Over seventy years ago, Mr. Carnegie recommended making the other person feel important by using that person’s name. Common sense. But is it common practice? You decide. Let’s use your credit card as an example.

Be the Customer. A credit card is only a piece of plastic but it is very personal and valuable to you. Should you ever lose it, you would be panicking about identity theft or credit card fraud. When you make an in-person retail purchase, you hand a credit card with your name printed right on it to the cashier. In handing it back to you, the cashier may simply place it on the counter. To the cashier, it is simply a piece of plastic. To you, it represents money. 

Following Mr. Carnegie’s advice, all a business needs to do to win a customer is to use the customer’s name at every opportunity. Seems common sense, But is it common practice? The last five times you used your credit card, how many times did the cashier use your name in giving it back to you? Rarely, if at all. An opportunity to embrace you, as a customer, is lost.

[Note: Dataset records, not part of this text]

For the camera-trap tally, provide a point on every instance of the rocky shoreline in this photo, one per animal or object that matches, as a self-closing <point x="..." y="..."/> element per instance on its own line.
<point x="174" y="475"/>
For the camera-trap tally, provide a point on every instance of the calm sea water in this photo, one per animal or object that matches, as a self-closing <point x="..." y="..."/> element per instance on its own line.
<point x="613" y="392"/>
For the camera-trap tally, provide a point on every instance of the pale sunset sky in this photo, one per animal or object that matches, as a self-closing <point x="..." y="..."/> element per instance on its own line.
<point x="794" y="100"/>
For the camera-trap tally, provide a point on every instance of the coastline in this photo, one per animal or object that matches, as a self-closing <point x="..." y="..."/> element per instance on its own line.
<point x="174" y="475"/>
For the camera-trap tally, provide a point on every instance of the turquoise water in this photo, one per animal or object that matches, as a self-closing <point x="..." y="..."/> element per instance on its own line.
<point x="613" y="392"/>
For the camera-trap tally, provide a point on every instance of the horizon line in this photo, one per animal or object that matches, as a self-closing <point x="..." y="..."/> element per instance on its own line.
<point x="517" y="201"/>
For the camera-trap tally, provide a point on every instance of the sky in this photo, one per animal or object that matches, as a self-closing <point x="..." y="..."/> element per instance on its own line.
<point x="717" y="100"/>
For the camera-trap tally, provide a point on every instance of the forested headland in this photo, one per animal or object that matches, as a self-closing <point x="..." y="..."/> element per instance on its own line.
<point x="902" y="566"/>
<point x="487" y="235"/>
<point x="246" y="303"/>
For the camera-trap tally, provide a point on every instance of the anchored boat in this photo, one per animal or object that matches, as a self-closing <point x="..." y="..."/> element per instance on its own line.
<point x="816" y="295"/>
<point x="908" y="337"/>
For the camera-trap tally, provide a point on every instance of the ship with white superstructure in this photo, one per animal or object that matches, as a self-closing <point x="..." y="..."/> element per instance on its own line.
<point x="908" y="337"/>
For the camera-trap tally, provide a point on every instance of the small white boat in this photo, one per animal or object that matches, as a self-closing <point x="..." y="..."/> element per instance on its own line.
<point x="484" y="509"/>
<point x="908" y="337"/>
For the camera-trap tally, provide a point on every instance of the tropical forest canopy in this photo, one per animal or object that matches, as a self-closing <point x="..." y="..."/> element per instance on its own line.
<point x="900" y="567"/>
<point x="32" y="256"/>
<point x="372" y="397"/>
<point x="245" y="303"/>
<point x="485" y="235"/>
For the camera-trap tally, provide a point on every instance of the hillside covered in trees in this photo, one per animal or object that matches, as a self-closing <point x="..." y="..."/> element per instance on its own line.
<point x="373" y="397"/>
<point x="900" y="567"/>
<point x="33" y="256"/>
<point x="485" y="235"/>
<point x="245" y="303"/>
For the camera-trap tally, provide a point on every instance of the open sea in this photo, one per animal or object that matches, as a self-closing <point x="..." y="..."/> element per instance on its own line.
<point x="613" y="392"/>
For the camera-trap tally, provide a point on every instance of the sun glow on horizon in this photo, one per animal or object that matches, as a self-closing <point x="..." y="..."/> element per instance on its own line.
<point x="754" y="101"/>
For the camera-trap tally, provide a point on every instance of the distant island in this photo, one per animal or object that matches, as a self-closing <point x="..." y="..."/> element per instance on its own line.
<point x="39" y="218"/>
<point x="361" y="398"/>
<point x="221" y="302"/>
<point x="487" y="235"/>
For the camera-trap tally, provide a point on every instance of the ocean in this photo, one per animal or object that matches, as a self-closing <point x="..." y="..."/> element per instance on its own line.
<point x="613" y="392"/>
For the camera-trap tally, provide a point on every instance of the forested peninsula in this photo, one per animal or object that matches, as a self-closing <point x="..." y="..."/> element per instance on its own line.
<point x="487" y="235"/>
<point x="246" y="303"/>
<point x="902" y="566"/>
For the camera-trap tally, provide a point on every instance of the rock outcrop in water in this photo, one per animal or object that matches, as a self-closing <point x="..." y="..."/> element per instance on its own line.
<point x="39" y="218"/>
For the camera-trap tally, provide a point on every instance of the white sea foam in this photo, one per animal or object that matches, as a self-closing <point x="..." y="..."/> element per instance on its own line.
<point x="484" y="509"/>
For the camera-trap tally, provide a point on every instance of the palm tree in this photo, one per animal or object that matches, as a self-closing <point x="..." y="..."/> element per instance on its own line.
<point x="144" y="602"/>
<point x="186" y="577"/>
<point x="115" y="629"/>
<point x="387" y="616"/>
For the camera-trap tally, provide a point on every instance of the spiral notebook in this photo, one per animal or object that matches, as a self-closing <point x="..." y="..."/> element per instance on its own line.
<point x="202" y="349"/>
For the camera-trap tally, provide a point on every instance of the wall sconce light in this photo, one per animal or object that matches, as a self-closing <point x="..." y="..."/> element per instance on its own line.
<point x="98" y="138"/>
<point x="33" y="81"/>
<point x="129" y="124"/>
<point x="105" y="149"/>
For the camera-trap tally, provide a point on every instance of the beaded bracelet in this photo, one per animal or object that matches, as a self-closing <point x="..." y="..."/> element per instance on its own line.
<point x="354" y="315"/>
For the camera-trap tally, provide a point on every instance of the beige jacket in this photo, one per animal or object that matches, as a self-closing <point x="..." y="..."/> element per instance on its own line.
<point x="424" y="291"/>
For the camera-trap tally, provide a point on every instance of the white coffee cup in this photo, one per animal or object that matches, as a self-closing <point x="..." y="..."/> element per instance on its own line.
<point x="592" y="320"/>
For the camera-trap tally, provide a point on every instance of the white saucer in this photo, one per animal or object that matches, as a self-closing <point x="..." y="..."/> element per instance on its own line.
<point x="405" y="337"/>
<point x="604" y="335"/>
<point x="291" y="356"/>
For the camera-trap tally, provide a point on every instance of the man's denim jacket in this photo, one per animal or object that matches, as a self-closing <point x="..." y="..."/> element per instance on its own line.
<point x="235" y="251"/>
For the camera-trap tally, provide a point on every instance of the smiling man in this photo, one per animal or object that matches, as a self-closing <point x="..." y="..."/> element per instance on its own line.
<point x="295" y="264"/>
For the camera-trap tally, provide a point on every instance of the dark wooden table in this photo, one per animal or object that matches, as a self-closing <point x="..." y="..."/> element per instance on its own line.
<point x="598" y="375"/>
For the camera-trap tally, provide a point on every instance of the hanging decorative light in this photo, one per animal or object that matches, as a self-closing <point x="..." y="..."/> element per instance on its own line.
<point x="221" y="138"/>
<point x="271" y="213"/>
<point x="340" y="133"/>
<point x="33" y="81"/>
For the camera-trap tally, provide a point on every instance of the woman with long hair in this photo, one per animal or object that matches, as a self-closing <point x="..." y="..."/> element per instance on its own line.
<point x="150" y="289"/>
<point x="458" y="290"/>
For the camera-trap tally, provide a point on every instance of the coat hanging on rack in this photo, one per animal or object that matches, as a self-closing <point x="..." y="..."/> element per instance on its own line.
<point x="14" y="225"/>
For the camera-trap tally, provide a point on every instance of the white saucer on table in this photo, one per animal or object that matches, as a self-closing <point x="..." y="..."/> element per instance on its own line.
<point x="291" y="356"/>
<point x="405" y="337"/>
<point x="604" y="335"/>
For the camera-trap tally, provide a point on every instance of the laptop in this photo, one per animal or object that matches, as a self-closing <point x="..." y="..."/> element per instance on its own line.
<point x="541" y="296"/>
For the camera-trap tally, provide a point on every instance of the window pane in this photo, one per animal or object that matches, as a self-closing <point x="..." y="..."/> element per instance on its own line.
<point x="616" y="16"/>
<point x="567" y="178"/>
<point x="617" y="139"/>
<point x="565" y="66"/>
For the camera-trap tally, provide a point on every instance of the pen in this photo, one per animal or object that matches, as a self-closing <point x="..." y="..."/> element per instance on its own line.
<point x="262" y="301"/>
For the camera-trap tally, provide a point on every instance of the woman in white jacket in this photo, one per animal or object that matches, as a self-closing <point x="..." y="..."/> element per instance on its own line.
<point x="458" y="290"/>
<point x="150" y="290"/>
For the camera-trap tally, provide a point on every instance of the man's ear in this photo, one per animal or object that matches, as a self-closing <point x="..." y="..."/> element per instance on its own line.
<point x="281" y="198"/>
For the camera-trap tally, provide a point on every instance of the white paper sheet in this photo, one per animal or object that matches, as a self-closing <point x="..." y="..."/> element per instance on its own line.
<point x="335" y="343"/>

If I were a retailer, I would make sure that the card swipe would post the customer’s name on the mini screen in front of the cashier. I’d educate every cashier to hand the card, or if the purchase was contactless, then hand the bag with the purchased items to the customer, look to the customer to establish eye contact (trust) and sincerely say with a smile, “Mr. Customer’s Name. Thank you for choosing [Name of Company]. We really appreciate it.” That small wow would make a big difference in winning the customer.

QUI QUESTIONS: What are you doing to make your customer feel important? And what are you doing to make sure it is common practice?